Un coup qu’il n’avait pas prévu. Christian Miossens, l’élu de Feliz, avait fait une fugue psychique. Il était un voyageur sans bagage.
— Où l’a-t-on découvert ?
— Il a été ramassé avec d’autres SDF à la fin du mois d’août, le long de Paris-Plage. Amnésique. Il a d’abord été envoyé à l’infirmerie psychiatrique de la préfecture de Paris, ce que vous appelez l’I3P.
— C’est la procédure.
— Puis on l’a transféré à Sainte-Anne.
— Vous vous souvenez du nom du psychiatre qui l’a soigné ?
— Vous plaisantez ou quoi ? Christian est resté hospitalisé là-bas près d’un mois. Je suis allée le voir tous les jours. Le médecin s’appelle François Kubiela.
Il nota le nom. À interroger en priorité.
— Il travaille dans quel service ?
— Le CMME, la Clinique des maladies mentales et de l’encéphale. Un homme charmant, compréhensif. Il paraissait bien connaître ce type de troubles.
— Kubiela vous a-t-il expliqué ce dont souffrait Christian ?
— Il m’a parlé de fugues psychiques, de fuite de la réalité par l’amnésie, ce genre de phénomènes. Il m’a expliqué qu’il travaillait sur un autre cas, un patient de Lorient qu’il avait fait venir à Paris, dans son service.
Chaplain souligna trois fois le nom de Kubiela. Un expert. Il devait absolument lui parler. L’homme serait tenu au secret médical mais…
— Kubiela paraissait… décontenancé, poursuivit Nathalie. Selon lui, ce syndrome est très rare. En fait, jusqu’à maintenant, il n’y avait jamais eu de cas en France. Il disait en plaisantant : « C’est une spécialité américaine. »
— Comment a-t-il soigné votre frère ?
— Je ne sais pas au juste. Mais je suis sûre qu’il a tout essayé pour réveiller sa mémoire. Sans résultat.
Chaplain changea de cap :
— Comment avait-on identifié Christian ? Comment est-on remonté jusqu’à vous ?

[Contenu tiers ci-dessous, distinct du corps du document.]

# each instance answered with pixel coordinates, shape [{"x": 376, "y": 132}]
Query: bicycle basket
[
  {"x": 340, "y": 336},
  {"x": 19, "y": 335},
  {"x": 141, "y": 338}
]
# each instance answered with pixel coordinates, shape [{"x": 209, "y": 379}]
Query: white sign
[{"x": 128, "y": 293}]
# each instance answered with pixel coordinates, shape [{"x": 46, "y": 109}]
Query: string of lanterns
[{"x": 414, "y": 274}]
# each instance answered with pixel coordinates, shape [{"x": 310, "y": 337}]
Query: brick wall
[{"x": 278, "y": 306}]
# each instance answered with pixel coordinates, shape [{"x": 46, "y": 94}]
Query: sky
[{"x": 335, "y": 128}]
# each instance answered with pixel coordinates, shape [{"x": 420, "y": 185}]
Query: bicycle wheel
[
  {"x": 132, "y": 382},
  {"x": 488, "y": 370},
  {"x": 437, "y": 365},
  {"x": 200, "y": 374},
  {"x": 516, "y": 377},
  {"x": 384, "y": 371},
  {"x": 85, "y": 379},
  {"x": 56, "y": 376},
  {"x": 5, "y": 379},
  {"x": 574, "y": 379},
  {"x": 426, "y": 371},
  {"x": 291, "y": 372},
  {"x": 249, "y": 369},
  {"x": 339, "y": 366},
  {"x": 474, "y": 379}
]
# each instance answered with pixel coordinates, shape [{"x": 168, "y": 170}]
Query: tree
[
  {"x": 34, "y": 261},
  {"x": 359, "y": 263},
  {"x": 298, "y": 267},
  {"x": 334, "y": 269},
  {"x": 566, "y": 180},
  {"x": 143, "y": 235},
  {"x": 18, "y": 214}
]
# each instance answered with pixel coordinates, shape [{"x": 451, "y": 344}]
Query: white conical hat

— Vous ne savez donc rien…
Il remercia mentalement cette femme de ne pas lui raccrocher au nez. Son ignorance était comme une insulte.
— Christian a été identifié, grâce à ses empreintes digitales reprit-elle. Il avait été placé l’année précédente en garde à vue pour une histoire de conduite en état d’ivresse. Les services de police détenaient donc ses empreintes. Je ne sais pas pourquoi, la comparaison a pris plus de 15 jours.
— Que s’est-il passé ensuite ?
— Christian m’a été confié. Le professeur Kubiela était plutôt pessimiste sur ses chances de guérison.
— Après ?
— Christian s’est installé chez nous. Nous vivons avec mon mari et mes enfants dans un pavillon à Sèvres. Ce n’était pas très pratique.
— À ce moment, il pensait toujours s’appeler David Longuet ?
— Toujours, oui. C’était… affreux.
— Il n’avait aucun souvenir de vous ?
Nathalie Forestier ne répondit pas. Chaplain reconnut son silence. Elle pleurait.